I have been working on the following topological dynamics problem for a few hours now and I do not seem to find a solution:
Let $(X, d)$ be a metric space without isolated points and $f\colon X\to X$ be a dynamical system (in particular $f$ in continuous). Prove that if for any $\epsilon>0$ and any two points $x,y\in X$ there exists $z\in X$ and $k,n\geq 0$ such that $$d(f^k(z), x) < \epsilon\quad \text{and} \quad d(f^n(z), y) < \epsilon$$ then $f$ is transitive.
I have tried various approaches but none of them seemed to work. I have also tried to find a book with this problem as an exercise but I had no luck with that either.
My working definition of transitivity is:
A dynamical system $f\colon X\to X$ is transitive if for any two non-empty open subsets $U, V\subset X$ there exists an $n\geq 0$ such that $f^n(U)\cap V \neq \emptyset$.
Mainly, I'm wondering how the "no isolated points" property can be exploited. I'd be glad for some hints/solutions.
Best Answer
Suppose that $f$ is not transitive.
Then there are non-empty open subsets $U,V$ such that $f^n(U) \cap V = \emptyset$ forall $n \ge 0$.
Using your hypothesis with some open balls contained in $U$ and $V$, we can deduce that there is a trajectory that goes through $V$ and then through $U$ : there is a $w \in X$ and integers $0\le p<q$ such that $f^p(w) \in V$ and $f^q(w) \in U$.
Let $n=q-p \ge 0$. Since $f^n$ is continuous, $(f^n)^{-1}(U)$ is open, and letting $V' = V \cap (f^n)^{-1}(U)$ (a non-empty open set), we have $f^n(V') \subset U$.
Now, we know that any point in $V'$ will be sent to $U$ after $n$ steps. Since it is forbidden to visit $V$ after visiting $U$, this shows that a trajectory cannot visit $V'$ too many times.
If $m_0$ is the smallest index such that $f^{m_0}(w) \in V'$, then $f^{m_0+n}(w) \in U$ and so from $w \ge m_0+n$, $f^m(w) \notin V'$, which leaves at best $n$ indices $m_0,m_0+1,\ldots, m_0+n-1$ for which it is allowed to have $f^m(w) \in V'$.
Then, to reach a contradiction, we only have to show that forall $n$ there exist trajectories that visit $V'$ at least $n$ times.
We show this by induction.
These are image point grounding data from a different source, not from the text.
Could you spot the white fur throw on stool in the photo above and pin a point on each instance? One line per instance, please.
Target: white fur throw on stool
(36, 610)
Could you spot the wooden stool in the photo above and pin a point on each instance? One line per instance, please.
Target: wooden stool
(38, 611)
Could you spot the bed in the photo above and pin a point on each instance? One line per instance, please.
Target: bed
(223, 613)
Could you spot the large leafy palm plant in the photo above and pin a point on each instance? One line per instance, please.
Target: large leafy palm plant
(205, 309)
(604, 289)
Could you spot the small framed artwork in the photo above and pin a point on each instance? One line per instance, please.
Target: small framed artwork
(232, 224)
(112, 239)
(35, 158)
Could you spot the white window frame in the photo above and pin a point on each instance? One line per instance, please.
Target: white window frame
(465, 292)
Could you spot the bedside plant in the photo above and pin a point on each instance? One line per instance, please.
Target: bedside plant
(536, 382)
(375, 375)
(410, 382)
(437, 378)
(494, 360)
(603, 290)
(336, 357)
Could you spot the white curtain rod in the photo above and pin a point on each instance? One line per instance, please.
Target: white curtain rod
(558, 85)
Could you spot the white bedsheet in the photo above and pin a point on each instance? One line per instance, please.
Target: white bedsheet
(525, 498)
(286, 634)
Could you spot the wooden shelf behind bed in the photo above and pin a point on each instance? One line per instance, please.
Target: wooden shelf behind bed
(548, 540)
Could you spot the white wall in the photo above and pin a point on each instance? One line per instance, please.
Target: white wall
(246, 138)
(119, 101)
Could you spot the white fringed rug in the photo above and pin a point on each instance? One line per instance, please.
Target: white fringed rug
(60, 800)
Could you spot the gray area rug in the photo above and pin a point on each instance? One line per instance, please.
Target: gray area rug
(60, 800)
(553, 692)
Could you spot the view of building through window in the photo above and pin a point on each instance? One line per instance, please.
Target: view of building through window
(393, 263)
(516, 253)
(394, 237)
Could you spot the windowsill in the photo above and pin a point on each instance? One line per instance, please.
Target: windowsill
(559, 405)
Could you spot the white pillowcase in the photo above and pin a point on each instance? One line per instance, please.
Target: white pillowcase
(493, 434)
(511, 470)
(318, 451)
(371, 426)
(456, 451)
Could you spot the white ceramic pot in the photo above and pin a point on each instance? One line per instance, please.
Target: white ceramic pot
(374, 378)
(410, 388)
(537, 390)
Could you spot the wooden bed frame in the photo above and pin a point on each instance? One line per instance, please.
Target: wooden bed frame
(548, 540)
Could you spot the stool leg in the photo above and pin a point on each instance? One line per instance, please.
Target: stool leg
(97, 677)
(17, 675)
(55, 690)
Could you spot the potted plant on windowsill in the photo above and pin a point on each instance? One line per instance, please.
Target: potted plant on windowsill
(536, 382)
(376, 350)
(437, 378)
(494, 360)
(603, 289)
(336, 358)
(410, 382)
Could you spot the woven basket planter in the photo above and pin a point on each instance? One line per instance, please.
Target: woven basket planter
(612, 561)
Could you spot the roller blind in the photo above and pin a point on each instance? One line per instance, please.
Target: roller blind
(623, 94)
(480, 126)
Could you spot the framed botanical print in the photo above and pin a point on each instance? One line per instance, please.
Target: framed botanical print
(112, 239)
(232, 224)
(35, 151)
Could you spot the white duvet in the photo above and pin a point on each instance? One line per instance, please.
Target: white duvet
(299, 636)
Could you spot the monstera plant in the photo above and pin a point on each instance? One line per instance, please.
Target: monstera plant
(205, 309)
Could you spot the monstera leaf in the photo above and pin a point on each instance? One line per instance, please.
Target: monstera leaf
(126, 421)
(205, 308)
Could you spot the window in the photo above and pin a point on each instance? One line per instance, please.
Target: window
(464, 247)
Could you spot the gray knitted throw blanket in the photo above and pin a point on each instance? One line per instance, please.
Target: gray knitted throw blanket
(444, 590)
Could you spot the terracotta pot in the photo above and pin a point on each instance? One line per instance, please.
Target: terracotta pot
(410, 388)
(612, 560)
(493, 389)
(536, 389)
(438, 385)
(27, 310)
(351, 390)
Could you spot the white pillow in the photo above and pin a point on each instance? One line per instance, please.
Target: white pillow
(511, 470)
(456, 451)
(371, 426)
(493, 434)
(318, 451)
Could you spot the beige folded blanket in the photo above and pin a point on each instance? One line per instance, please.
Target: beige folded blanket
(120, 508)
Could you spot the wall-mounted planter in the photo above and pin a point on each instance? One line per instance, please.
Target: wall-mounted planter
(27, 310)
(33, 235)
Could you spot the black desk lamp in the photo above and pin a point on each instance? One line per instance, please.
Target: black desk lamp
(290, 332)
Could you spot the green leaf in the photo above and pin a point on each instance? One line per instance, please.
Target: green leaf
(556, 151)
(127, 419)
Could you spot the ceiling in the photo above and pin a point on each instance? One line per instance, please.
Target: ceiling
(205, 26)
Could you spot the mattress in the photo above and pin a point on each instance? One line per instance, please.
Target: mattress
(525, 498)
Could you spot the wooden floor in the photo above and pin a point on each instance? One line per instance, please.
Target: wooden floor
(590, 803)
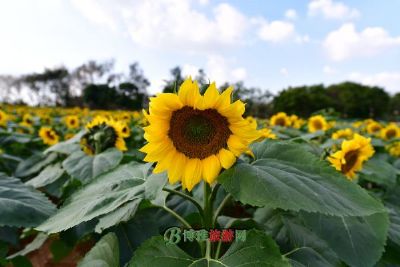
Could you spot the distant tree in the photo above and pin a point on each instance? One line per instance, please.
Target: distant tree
(394, 106)
(302, 100)
(177, 79)
(52, 85)
(358, 101)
It is fairly obvious that there is a trajectory that goes through $V'$ at least once.
Now let $n \ge 1$ and suppose we have a trajectory that visits $V'$ at least $n$ times : we have a $w \in X$ and $n$ indices $m_1 \ldots m_n$ such that $w_i = f^{m_i}(w) \in V'$. If any two $w_i$ are equal then the trajectory is periodic and we are done. If not, since $w_1$ isn't an isolated point, there is a point $z \in V'$ such that $z$ is distinct from all the $w_i$.
Then pick $d>0$ such that the open balls $B_i = B(w_i,d)$ and $B_0 = B(z,d)$ are pairwise disjoint and contained in $V'$. Since all the $f^{m_i-m_1}$ are continuous, we can find $\epsilon > 0$ such that $f^{m_i-m_1}(B(w_1,\epsilon)) \subset B_i$ forall $i \in \{1 \ldots n\}$.
Now we apply your hypothesis with $\epsilon$, $z$, and $w_1$. This tells us that there exists a trajectory that comes within $\epsilon$ of $z$ and $w_1$. From our choice of $\epsilon$, we deduce that this trajectory comes within $d$ of $z$ and all of the $w_i$. Since those $n+1$ balls are disjoint and contained in $V'$, this trajectory does meet $V'$ at least $n+1$ different times.